String is an important data type in Java. After the basic data type, String is the most widely used data type. However, there are a lot of things about String that are easy to overlook.

As we will discuss in this article: Is there a length limit on strings in Java?

This problem can be looked at in two phases: compile time and run time. Different periods have different limits.

Compile time

First, let’s make a reasonable inference that when we use String s = “” in code; Is there a limit to the number of characters in “”?

Public String(char value[], int offset, int count) public String(char value[], int offset, int count) Char value[] can hold a maximum of Integer. Max_values, that is, 2147483647 characters. (jdk1.8.0 _73)

String s = “”; Can contain a maximum of 65534 characters. If you go beyond that. An error will be reported at compile time.

public static void main(String[] args) { String s = "a... a"; A system.out.println (s.length())); String s1 = "a... a"; A system.out.println (s1.length()); }Copy the code

String s1 = “a… a”; // failed to compile at 65,535 a:

Qualify Javac StringLenghdemo.java stringLenghdemo.java :11: Error: The constant string is too longCopy the code

The specified length limit is 2147483647, why can’t 65535 characters compile?

When we define strings directly using String literals, we store a copy of the String in the constant pool. So 65534 mentioned above is actually a constant pool limitation.

Each data item in the constant pool also has its own type. Unicode strings encoded in UTF-8 in Java are represented as type CONSTANT_Utf8 in the constant pool.

CONSTANTUtf8info is a CONSTANTUtf8 constant pool data entry that stores a constant string. Almost all literals in the constant pool are described via CONSTANTUtf8info. CONSTANTUtf8_info is defined as follows:

CONSTANT_Utf8_info {
    u1 tag;
    u2 length;
    u1 bytes[length];
}
Copy the code

Since the focus of this article is not on CONSTANTUtf8info, we will not go into detail here. We only need to use the literal definition of the string in the class file, which is stored using CONSTANTUtf8info, and the u2 length in the CONSTANTUtf8info; Indicates the length of data stored for this type.

U2 is an unsigned 16-bit integer, so the maximum length theoretically allowed is 2^16=65536. Java Class files use a variant of UTF-8 format to store characters. Null values are represented by two bytes, leaving 65536-2 = 65534 bytes.

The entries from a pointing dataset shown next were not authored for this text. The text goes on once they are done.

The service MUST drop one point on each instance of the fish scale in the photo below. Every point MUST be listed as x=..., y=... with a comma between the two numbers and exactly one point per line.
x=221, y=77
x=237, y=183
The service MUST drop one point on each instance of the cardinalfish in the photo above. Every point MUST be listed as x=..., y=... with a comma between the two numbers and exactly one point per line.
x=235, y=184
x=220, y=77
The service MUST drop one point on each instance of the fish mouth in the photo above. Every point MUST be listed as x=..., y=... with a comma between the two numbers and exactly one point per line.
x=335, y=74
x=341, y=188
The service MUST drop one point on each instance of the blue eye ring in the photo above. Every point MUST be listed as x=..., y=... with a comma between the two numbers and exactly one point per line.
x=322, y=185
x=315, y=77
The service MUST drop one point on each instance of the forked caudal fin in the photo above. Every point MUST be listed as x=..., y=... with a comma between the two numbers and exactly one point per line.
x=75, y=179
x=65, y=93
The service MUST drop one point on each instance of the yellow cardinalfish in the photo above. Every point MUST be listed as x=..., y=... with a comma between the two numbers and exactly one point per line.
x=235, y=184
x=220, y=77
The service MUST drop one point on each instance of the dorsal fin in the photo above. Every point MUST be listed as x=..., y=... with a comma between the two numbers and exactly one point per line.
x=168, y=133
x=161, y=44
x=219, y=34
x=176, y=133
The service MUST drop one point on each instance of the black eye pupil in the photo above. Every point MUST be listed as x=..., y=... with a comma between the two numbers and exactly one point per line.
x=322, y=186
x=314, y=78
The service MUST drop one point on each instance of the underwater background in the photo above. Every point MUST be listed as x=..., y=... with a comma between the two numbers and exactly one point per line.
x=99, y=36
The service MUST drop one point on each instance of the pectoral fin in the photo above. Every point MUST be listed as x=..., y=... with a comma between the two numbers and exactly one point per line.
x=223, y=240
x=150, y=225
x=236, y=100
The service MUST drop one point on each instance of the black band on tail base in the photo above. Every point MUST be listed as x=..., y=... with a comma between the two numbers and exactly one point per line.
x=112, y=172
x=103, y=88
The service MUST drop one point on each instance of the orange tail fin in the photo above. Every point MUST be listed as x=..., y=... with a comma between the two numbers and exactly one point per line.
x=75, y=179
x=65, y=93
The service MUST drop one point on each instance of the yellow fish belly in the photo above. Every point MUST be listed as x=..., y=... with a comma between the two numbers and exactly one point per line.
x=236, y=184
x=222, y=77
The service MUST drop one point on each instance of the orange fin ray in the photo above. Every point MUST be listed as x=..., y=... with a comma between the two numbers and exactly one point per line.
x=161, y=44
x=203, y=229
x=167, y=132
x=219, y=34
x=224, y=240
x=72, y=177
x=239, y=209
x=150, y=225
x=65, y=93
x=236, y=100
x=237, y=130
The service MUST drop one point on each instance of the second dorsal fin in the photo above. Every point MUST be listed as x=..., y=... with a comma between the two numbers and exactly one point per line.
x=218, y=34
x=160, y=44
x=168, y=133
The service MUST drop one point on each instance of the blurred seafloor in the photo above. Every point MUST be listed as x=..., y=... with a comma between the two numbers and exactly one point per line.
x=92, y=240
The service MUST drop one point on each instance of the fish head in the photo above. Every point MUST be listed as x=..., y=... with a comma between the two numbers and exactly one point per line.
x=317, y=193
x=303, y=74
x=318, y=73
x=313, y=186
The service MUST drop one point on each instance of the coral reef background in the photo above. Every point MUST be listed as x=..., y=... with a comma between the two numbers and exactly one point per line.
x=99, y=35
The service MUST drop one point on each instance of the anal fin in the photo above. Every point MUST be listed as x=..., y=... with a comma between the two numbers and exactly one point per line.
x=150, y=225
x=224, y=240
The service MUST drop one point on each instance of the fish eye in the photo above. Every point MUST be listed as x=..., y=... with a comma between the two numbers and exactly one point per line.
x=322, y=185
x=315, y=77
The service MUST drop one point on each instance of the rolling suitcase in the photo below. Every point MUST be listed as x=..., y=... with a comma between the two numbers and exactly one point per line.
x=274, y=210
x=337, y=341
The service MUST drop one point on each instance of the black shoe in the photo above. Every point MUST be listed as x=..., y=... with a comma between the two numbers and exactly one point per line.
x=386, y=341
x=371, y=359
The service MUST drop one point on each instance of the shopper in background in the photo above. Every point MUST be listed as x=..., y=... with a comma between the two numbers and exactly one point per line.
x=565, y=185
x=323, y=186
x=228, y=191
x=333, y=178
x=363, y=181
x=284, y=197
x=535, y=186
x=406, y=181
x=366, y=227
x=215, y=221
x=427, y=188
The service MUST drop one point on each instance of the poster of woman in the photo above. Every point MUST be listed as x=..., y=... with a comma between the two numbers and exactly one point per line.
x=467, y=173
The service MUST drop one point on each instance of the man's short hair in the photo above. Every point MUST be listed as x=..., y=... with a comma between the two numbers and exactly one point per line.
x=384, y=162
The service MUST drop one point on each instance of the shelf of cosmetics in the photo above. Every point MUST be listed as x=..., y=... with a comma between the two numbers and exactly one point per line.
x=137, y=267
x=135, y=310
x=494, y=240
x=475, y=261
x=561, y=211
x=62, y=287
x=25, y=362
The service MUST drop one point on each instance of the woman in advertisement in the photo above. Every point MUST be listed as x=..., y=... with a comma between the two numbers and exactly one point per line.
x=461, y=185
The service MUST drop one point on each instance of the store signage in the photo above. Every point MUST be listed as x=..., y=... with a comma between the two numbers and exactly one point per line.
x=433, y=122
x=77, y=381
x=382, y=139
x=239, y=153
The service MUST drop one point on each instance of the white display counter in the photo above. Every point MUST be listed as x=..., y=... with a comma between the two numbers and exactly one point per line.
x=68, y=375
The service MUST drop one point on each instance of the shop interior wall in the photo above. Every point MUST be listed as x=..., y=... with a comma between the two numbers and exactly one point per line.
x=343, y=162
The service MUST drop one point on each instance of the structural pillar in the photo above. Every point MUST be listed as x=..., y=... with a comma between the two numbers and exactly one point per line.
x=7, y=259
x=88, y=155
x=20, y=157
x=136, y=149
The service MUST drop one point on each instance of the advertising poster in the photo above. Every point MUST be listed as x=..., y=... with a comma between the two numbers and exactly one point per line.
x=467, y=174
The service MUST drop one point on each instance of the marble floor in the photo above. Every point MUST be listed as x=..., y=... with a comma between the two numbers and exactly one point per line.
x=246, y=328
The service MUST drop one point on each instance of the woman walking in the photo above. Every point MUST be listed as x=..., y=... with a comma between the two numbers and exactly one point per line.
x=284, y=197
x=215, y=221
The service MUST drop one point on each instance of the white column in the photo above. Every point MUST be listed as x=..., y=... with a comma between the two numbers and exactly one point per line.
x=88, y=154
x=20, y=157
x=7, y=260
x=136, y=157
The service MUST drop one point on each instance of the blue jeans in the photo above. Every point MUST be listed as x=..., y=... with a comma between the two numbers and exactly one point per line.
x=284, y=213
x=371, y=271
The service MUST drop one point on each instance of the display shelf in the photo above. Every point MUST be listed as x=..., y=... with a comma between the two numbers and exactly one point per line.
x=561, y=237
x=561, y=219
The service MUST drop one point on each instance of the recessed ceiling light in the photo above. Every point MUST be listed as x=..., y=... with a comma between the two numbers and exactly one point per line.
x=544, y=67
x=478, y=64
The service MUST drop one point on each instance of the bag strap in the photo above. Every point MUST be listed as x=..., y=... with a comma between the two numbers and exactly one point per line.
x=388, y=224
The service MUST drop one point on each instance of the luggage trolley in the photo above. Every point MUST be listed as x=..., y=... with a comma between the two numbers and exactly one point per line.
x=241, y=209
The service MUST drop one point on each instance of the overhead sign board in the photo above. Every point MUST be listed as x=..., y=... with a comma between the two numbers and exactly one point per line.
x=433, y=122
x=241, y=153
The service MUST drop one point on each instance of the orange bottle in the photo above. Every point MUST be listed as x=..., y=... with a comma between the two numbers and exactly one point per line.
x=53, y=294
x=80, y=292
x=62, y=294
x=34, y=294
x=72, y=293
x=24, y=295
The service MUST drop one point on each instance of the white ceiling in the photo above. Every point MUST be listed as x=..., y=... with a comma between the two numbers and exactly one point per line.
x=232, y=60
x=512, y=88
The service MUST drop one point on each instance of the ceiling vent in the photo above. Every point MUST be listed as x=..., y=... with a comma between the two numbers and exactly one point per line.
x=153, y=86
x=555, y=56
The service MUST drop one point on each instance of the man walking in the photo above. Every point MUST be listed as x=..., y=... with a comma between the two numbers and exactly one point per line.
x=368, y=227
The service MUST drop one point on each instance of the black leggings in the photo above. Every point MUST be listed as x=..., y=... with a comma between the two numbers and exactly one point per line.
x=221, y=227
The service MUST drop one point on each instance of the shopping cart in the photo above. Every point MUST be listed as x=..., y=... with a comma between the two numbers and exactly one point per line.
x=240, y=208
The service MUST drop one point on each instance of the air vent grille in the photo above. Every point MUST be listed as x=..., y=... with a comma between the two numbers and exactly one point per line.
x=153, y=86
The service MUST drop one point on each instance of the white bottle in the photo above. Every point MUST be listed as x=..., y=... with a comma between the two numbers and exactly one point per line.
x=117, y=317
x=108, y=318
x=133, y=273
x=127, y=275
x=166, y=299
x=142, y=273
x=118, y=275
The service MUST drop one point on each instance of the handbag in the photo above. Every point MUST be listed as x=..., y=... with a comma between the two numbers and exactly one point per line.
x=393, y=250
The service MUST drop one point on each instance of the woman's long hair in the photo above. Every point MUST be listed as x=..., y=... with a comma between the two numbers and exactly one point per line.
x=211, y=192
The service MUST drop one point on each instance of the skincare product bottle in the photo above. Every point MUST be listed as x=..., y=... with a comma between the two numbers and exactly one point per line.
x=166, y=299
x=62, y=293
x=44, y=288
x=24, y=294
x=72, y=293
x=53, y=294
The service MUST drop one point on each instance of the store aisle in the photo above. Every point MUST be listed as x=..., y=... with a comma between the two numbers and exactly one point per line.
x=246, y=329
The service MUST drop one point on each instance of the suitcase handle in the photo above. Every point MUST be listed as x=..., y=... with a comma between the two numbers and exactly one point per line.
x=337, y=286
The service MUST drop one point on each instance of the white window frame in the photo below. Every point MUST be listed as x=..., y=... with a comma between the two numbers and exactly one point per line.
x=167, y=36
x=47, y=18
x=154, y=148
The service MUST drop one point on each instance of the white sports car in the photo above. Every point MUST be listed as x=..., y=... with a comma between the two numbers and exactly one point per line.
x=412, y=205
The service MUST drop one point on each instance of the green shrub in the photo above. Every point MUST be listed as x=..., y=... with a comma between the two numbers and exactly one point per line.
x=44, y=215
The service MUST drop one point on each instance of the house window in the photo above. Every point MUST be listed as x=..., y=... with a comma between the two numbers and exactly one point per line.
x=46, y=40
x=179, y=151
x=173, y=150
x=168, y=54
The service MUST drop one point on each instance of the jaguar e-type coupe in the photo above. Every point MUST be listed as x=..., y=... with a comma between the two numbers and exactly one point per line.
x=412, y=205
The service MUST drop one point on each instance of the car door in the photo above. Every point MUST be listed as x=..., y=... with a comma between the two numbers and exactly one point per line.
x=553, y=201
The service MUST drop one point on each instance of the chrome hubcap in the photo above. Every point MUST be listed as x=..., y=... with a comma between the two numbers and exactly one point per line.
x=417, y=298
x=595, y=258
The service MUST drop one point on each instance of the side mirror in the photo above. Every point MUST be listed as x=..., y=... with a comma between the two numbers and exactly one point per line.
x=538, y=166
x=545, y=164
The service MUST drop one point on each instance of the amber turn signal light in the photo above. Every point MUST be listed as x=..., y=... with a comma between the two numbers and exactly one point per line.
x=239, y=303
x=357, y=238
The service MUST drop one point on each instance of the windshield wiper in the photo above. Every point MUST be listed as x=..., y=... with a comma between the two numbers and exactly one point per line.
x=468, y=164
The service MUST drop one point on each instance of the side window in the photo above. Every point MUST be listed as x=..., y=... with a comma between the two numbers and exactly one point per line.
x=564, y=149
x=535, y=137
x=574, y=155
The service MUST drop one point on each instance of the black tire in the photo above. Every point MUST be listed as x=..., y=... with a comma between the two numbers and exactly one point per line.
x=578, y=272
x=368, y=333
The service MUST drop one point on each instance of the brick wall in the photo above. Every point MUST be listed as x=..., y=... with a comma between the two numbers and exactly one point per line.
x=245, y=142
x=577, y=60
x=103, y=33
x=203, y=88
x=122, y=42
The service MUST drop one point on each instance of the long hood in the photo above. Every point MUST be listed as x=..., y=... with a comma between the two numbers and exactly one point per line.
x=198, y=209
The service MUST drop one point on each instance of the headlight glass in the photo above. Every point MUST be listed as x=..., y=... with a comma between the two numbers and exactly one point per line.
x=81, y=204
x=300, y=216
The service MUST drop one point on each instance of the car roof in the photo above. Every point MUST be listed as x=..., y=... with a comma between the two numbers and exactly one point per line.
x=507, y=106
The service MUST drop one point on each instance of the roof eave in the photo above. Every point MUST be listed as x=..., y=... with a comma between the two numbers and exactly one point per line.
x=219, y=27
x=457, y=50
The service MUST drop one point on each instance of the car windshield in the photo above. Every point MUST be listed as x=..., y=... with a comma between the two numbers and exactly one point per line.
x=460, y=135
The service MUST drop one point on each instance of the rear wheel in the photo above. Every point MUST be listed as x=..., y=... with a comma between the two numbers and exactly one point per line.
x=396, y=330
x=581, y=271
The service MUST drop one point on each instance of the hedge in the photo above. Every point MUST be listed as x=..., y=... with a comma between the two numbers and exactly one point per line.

The Class File Format Spec makes this point clear:

The length of field and method names, field and method descriptors, and other constant string values is limited to 65535 characters by the 16-bit unsigned length item of the CONSTANTUtf8info structure (§4.4.7). Note that the limit is on the number of bytes in the encoding and not on the number  of encoded characters. UTF-8 encodes some characters using two or three bytes. Thus, strings incorporating multibyte characters are further constrained.Copy the code

In Java, all data stored in the constant pool can be no longer than 65535 bytes, including string definitions.

The run-time

String s= “”; String s= “”; This is a limitation of the literal definition.

Then. MAX_VALUE is approximately 4 gigabytes. At runtime, if the String length exceeds this range, an exception may be thrown. (Prior to JDK 1.9)

Int is a 32-bit variable type, the longest they can have in positive numbers

2^31-1 =2147483647 16-bit Unicodecharacter 2147483647 * 16 = 34359738352 bits 34359738352/8 = 4294967294 (Byte) 4294967294 = 4194303.998046875 (KB) 4194303.998046875/1024 = 4095.9999980926513671875 (MB) 4095.9999980926513671875/1024 = 3.99999999813735485076904296875 (GB)Copy the code

It has nearly 4 gigabytes of capacity.